OPINIÃO DO LEITOR
Adrenalina na ciclovia do Igapó
Se você procura adrenalina com a família aos domingos, basta ir passear na ciclovia que margeia o Lago Igapó. Não sei por que, mas resolveram liberar o fluxo de veículos na Rua Bento Munhoz da Rocha, embora a placa na rotatória indique que a mesma permanecerá interditada nos domingos e feriados. É muito arriscado passear com idosos e crianças naquela região quando o fluxo dos veículos está liberado, especialmente porque muitos motoristas não respeitam a velocidade do local. Por que, então, não liberar somente meia pista dessa rua? Isto já aumentaria em muito a proteção às famílias. Para piorar a situação, agora a ciclovia também acolheu uma frota de triciclos de aluguel. Não tenho nada contra este meio de locomoção, que por sinal também agrega as famílias, mas a estrutura lá oferecida é muito estreita e precária, com reduzida sinalização. Os triciclos se arriscam também na calçada da rotatória com a Avenida Ayrton Senna, dificultando a passagem dos pedestres. Talvez, a solução seja limitar os triciclos somente no trecho protegido, ou seja, onde existe ciclovia, ou mesmo colocar cones na rotatória da Ayrton Senna, deixando somente uma pista para os veículos e a outra liberada para a continuidade da ciclovia, aos domingos e feriados. No entanto, é preciso reconhecer que a prefeitura vem mantendo este ambiente limpo, bem arborizado, com replantio de mudas e adição de orquídeas nas árvores e policiamento frequente.

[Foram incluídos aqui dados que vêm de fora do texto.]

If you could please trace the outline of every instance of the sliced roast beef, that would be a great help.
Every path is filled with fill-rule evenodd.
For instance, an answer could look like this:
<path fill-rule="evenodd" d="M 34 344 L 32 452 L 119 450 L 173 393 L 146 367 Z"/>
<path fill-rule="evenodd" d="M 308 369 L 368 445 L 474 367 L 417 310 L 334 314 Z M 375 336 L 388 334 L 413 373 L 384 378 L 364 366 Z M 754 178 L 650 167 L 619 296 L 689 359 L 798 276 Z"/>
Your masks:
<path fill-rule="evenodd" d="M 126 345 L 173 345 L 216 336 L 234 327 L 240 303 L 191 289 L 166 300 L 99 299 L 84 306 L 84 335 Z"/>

AMARILDO PASINI (professor) Londrina
Sercomtel
Afinal, quem está certo sobre a situação econômico-financeira do Sercomtel? Em princípio, os auditores fiscais sempre afirmam que situação econômica é uma coisa e a financeira outra. No entanto, para o cidadão comum, (estando aí inclusos os políticos), trata-se do mesmo fato. Dias atrás, a nova administração do Sercomtel divulgou uma realidade que assustou toda a comunidade londrinense. Ou seja, a existência atual de uma situação praticamente falimentar. Diante disso, o próprio ex-presidente desse órgão vem a público e desdiz a atual administração ao afirmar que a dívida foi inflada e, para tanto, faz um arrazoado justificativo. Por outro lado, a atual administração vem novamente a público afirmando que os números do balanço foram confirmados por uma auditoria externa e que os dados financeiros foram revelados por uma decisão do Conselho de Administração e podem ser checados. No entanto, a comunidade londrinense está careca de constatar, ao final dessas administrações, o enorme sucesso das mesmas. Principalmente, quando elas mesmas divulgam o estado calamitoso que encontraram quando assumiram o órgão e como estão deixando. Morando em Londrina desde 1940, não me é difícil saber quem é quem na comunidade londrinense bem como suas atividades, qualificações e aptidões. Tanto no aspecto político como no gerencial propriamente dito. Quanto a este último (sem ofender a quem quer que seja), geralmente homens comuns e, na maioria, sem nenhuma pertinência anterior com o órgão que se propuseram a administrar ou até mesmo com o próprio exercício de uma administração profissional propriamente dita nas suas atividades particulares. Afinal, de onde vem tantos sucessos ou insucessos?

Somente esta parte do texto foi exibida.